New York City instituted a more than five-fold increase in early discharges from probation — from 3 percent of all adult discharges in 2007 to 17 percent in 2012. It also files fewer technical violations than the rest of the state; in 2012, it had a 3 percent technical violation rate, compared to 11 percent in the rest of New York State.
Missouri adopted an earned compliance program in 2012 that awards 30 days off supervision terms for every month that people on probation and parole comply with supervision conditions. An evaluation of the policy found no increase in reoffending after the policy took effect, and the supervised population shrank by 18 percent, or nearly 13,000 people. Overall, more than 36,000 people shortened their probation and parole sentences by an average of 14 months in the first three years of the law.
This menu of policies can be used by state and local decision-makers to reshape their own probation and parole programs. Recommendations include limiting the use of incarceration for technical violations, sentencing fewer people to supervision, reducing the length of supervision and the conditions placed on people, providing incentives for compliance, and rethinking the onus of fines and fees.

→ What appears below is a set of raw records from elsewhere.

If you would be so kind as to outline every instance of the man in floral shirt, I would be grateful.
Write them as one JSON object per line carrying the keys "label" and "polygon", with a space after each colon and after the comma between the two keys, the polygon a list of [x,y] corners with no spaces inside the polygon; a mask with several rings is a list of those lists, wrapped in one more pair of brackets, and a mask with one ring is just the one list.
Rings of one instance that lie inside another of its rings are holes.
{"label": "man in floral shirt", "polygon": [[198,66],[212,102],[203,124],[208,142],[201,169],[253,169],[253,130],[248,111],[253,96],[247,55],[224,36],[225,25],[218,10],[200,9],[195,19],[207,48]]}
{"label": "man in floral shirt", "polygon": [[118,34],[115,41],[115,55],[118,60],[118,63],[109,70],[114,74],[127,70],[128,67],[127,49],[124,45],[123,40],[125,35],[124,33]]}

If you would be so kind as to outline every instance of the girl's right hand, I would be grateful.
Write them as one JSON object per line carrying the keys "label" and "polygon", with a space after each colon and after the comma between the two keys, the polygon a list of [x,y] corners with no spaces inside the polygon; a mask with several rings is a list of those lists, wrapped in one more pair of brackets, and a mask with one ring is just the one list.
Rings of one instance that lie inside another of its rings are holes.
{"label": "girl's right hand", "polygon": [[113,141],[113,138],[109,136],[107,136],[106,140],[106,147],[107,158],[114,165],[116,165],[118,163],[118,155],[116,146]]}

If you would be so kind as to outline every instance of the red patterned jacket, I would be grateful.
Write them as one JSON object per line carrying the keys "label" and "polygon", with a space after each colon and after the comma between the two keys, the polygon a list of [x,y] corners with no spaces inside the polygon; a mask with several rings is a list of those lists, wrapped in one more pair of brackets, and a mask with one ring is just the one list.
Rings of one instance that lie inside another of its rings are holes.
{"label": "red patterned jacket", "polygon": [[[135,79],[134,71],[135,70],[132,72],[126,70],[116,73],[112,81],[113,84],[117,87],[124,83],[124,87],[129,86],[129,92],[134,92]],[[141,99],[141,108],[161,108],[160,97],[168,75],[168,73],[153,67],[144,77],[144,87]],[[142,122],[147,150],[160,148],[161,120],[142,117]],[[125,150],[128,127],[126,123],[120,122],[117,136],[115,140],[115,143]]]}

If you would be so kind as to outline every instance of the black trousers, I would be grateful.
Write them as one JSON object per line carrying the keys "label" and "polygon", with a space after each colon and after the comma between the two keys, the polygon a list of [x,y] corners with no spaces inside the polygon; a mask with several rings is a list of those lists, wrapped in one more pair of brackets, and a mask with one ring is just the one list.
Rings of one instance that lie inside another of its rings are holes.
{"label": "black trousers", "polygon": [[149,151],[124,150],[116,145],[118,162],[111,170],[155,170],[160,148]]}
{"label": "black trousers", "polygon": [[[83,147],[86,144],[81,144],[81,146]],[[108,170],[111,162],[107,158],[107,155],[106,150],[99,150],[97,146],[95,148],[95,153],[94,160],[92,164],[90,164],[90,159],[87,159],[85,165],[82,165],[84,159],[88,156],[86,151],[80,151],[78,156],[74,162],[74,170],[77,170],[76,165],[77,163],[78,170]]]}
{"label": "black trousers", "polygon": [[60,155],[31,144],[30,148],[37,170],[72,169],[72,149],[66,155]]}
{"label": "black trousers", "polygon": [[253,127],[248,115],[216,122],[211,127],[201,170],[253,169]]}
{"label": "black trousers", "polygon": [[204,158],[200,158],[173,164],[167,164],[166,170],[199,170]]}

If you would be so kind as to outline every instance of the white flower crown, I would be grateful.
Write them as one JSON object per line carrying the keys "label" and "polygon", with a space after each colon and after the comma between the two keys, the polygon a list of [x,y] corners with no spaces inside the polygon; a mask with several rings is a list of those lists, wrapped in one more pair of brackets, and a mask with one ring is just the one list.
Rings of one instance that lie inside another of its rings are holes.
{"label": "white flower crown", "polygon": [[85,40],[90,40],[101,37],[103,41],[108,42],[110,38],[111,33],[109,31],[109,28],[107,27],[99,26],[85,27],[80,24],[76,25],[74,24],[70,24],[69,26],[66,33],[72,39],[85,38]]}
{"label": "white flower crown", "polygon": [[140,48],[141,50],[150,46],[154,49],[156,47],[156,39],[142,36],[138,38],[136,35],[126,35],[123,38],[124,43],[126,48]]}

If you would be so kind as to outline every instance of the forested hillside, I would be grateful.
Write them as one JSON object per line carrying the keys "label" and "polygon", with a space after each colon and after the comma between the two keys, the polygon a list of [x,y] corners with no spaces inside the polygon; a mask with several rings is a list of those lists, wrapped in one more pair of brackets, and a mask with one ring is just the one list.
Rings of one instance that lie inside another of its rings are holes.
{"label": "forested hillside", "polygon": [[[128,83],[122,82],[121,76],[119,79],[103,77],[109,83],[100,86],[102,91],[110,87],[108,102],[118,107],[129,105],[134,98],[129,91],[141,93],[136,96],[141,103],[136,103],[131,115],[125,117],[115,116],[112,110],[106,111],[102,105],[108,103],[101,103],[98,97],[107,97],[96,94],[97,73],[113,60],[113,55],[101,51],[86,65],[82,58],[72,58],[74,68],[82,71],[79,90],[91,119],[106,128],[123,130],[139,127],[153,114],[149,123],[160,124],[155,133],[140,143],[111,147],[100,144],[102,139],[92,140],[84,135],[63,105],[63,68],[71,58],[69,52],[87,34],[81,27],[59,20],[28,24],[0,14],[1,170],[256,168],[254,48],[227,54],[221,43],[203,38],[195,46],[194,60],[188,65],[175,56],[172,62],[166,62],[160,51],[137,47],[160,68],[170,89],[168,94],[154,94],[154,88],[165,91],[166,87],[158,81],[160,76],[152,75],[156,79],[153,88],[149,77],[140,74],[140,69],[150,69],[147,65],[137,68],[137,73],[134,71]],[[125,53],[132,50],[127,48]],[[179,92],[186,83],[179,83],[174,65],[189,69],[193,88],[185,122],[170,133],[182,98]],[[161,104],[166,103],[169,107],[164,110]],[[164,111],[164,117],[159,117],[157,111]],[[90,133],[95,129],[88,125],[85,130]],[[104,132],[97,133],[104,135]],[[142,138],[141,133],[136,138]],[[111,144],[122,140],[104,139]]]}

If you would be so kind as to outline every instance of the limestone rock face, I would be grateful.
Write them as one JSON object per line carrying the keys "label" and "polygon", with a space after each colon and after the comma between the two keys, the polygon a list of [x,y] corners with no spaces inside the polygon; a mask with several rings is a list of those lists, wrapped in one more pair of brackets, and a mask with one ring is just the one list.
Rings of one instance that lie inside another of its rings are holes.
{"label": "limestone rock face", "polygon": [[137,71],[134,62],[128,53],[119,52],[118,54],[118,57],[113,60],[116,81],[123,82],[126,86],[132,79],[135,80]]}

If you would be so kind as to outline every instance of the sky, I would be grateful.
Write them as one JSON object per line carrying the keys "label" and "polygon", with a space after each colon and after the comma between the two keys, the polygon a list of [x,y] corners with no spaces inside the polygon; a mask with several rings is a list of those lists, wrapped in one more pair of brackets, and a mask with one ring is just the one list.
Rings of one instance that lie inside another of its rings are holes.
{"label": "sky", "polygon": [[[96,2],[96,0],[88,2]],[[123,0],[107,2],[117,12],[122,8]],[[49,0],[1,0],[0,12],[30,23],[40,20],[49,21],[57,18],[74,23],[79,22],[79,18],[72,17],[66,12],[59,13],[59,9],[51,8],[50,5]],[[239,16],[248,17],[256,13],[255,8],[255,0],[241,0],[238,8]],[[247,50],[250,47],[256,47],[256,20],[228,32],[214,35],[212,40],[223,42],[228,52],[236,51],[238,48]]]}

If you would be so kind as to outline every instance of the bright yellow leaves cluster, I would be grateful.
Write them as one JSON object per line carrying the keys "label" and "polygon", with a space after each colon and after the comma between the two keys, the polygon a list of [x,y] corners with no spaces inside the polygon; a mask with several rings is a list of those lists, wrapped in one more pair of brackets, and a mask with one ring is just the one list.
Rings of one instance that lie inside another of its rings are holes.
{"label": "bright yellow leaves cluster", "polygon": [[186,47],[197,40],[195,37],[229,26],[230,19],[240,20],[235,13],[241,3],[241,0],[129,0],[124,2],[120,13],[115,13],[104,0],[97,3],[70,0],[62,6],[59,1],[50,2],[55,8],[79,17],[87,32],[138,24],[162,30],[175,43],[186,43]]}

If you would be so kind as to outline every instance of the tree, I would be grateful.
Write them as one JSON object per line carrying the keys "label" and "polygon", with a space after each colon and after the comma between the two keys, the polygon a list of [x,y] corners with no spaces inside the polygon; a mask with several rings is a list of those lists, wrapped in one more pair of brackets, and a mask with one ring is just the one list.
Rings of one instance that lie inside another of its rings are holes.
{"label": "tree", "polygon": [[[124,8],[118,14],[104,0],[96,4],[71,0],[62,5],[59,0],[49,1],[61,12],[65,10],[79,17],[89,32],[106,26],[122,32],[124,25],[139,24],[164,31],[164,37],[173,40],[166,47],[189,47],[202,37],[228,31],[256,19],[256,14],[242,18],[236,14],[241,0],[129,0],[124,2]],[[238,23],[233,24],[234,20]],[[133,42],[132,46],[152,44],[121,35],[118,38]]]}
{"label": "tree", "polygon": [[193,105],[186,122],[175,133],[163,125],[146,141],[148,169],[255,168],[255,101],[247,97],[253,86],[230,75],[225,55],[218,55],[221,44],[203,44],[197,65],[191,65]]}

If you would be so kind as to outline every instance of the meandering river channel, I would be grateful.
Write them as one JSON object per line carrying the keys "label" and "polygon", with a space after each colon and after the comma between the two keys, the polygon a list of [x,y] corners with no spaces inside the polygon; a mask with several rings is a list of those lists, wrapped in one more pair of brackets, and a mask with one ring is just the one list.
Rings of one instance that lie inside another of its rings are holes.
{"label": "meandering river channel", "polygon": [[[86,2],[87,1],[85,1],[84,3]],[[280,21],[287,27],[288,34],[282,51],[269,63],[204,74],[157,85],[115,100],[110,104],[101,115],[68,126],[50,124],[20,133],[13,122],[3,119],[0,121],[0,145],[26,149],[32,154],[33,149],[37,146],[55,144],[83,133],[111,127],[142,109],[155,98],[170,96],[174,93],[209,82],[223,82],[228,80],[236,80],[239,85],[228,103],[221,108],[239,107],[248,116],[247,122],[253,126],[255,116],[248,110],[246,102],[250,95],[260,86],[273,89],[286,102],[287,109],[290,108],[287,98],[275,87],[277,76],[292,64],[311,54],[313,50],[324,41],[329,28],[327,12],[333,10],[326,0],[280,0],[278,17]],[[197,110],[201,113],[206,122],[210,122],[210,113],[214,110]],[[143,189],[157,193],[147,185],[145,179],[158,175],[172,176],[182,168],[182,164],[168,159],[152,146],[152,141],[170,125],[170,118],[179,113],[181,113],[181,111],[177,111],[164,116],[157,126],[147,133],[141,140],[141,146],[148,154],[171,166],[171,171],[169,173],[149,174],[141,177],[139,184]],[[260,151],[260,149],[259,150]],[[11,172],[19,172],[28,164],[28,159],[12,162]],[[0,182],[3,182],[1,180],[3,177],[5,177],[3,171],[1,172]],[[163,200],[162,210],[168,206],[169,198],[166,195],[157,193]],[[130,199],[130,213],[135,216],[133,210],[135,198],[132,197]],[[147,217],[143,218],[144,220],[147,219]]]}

While the recommendations were made with a pre-COVID-19 mindset, many are particularly urgent in light of the pandemic: using alternatives to in-person reporting to avoid exposure, deferring or forgiving payment of certain fines and fees, and eliminating incarceration for technical violations to avoid overcrowding and the spread of the virus.
“If you have to pick who not to put in your facility, pick the ones in for not committing a new crime, for missing appointments, for staying out past dark, for associating with someone else with a felony record — stop putting them in your jails,” Schiraldi said.
State and local governments also need to be ready for the strain that a recession will place on already-stretched budgets. Reform experts believe there can be a significant savings from adopting many of the report’s recommendations. Supervision violations cost states more than $9.3 billion annually; technical violations account for $2.8 billion of that amount.
“Clearly some of that can be saved to salve some of the wounds from this terrible economic crisis we’re in,” Schiraldi said.
There are fears among reform experts that state and local governments will instead react to the fiscal crisis in a way that hinders those on probation and parole.
“Budget cuts are coming if they haven’t already hit in jurisdictions,” Horowitz said. “And as corrections agencies think about how they can navigate these budget cuts with minimal disruption to their goals of reducing recidivism, they’ll be hampered if we go back to a status quo where revocation constitutes nearly half of prison admissions.”
Many probation and parole agencies also are going to be tempted to keep or raise the fees placed on those under supervision, Solomon said. “And that would be a huge mistake. So many people were already struggling and have now lost their jobs, and to put another financial pressure that could pull them deeper into the justice system is just a real risk.”
Horowitz hopes state and local governments will take advantage of the report’s roadmap and begin to make changes; in the future, he plans to work with a number of jurisdictions to tailor some of the policy solutions identified in the report to them.
“COVID takes something that was always needed, a set of policy solutions, and makes it more urgent,” Horowitz said. “The promise of all this is that when jurisdictions get supervision right, there will be fewer people on it, those people will succeed more often, and fewer will end up back behind bars. That’s really the North Star that we set.”